2 tablespoons olive oil
1 medium-sized onion, chopped
2 medium-sized plum tomatoes
2 cloves garlic, minced
1/4 teaspoon ground cinnamon
1/4 teaspoon ground ginger
1/4 teaspoon ground nutmeg
1/4 teaspoon cayenne pepper
1/4 teaspoon ground turmeric
1/4 teaspoon ground cardamom
1/4 teaspoon ground white pepper
(or substitute all spices for 2-3 teaspoons raz el hanout spice blend)
2 cans chickpeas, rinsed well and drained (or substitute with 2 cups chickpeas, soaked overnight, cooked until tender and drained)
1 medium-sized butternut squash, peeled, seeds scraped out and chopped to 2-inch pieces
2-3 cups water
salt and black pepper to taste
juice of 1 lemon

Heat the oil in a large, heavy-bottomed pot with a lid such as a Dutch oven. Add the onions and a pinch of salt and cook over low heat, stirring occasionally, until softened and translucent, 6-8 minutes.

Meanwhile, bring a small pot of water to a boil and add the tomatoes. Cook for 30 seconds to blanch, and remove from heat immediately. Let cool for a few minutes. Peel the skins off the tomatoes and chop them coarsely.

Add all the ground spices to the onions and stir well to incorporate. Add the tomatoes and garlic to the onions and cook, stirring occasionally, for 5-6 minutes, or until the mixture becomes more dry and paste-like. Add the drained chickpeas and stir to coat thoroughly. Add the water and bring just to a boil. Add the squash chunks and stir. Reduce heat to a simmer and cover. Cook covered, checking occasionally to stir, for 45 minutes to 1 hour. Taste for seasoning, adding salt and pepper as desired. Lastly, stir in the lemon juice. Serve with couscous and fresh herbs like cilantro optionally.

Cost Calculator
(for 4-6 servings)

1 onion: $0.25
1 butternut squash (at $1.50/lb): $3.00
2 plum tomatoes (at $2/lb): $1.00
2 cans chickpeas: $3.00
2 cloves garlic: $0.10
3 teaspoons raz el hanout or ¼ teaspoon each cinnamon, turmeric, nutmeg, cayenne, ginger, cardamom, white pepper: $0.50
1 lemon: $0.50
salt, pepper, 2 Tb olive oil: $0.25

Total: $8.55

Health Factor

Three brownie points: A fantastic fuel for the cold season.

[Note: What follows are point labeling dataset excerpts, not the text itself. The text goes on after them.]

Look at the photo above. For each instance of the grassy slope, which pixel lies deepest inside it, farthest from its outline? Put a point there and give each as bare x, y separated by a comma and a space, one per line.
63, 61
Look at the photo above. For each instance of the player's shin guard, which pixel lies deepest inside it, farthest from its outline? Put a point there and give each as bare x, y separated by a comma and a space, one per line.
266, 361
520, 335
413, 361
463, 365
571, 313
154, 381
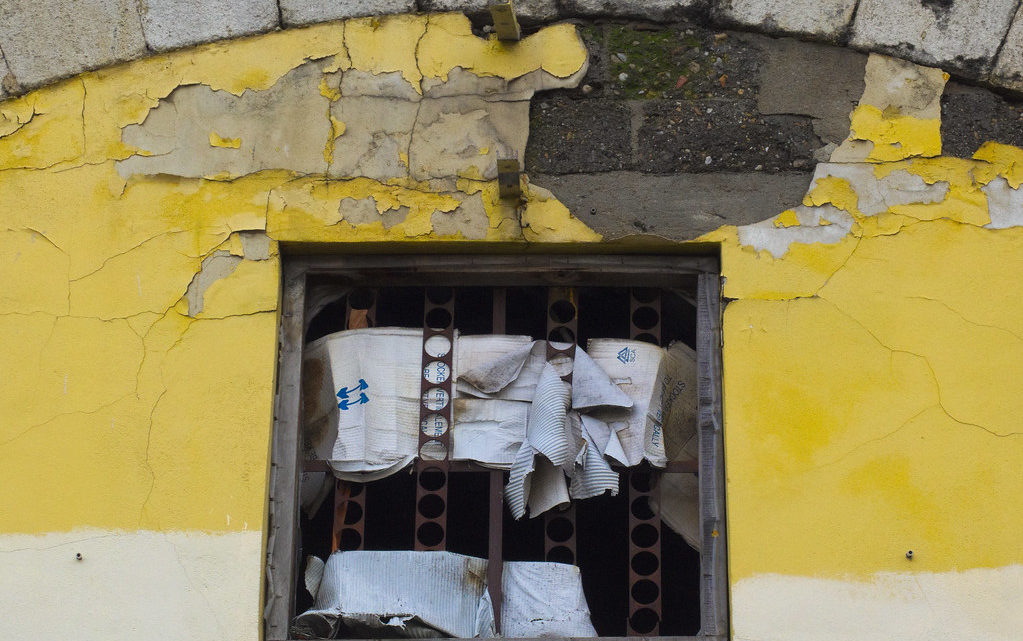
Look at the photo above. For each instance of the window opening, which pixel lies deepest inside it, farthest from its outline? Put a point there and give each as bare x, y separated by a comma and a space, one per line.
631, 563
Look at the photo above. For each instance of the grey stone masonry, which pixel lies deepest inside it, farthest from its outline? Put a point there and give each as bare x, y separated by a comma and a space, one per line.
46, 40
173, 24
1009, 67
955, 35
309, 11
646, 9
821, 18
529, 10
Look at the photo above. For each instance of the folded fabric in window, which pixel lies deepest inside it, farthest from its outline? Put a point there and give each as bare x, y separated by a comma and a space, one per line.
397, 594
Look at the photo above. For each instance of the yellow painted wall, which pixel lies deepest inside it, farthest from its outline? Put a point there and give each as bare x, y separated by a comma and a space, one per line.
871, 379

Winter squash will provide lots of vitamins and minerals like Vitamin C, potassium, B-vitamins, fiber and tons of Vitamin A. Roast the seeds as a snack and you’ll get even more of those, including omega-3 fatty acids. (A bowl of toasted squash seeds makes a nice addition to an appetizer spread.) And from chickpeas, you’ll get filling carbs and heart-healthy protein; you might want to skip the couscous altogether and fill up on this alone.

Green Factor

Seven maple leaves: Easy-peasy on your wallet, kitchen, and the environment. This entirely plant-based meal takes a lighter load of carbon emissions to produce than meaty winter staples, and squashes are easy to find locally produced throughout much of the year. In the summer, you might even want to try this out with summer squash instead of the winter squash used here, added toward the end of its cooking time as they take almost no time to soften.

2 Responses

  1. looks amazing. i love butternut squash!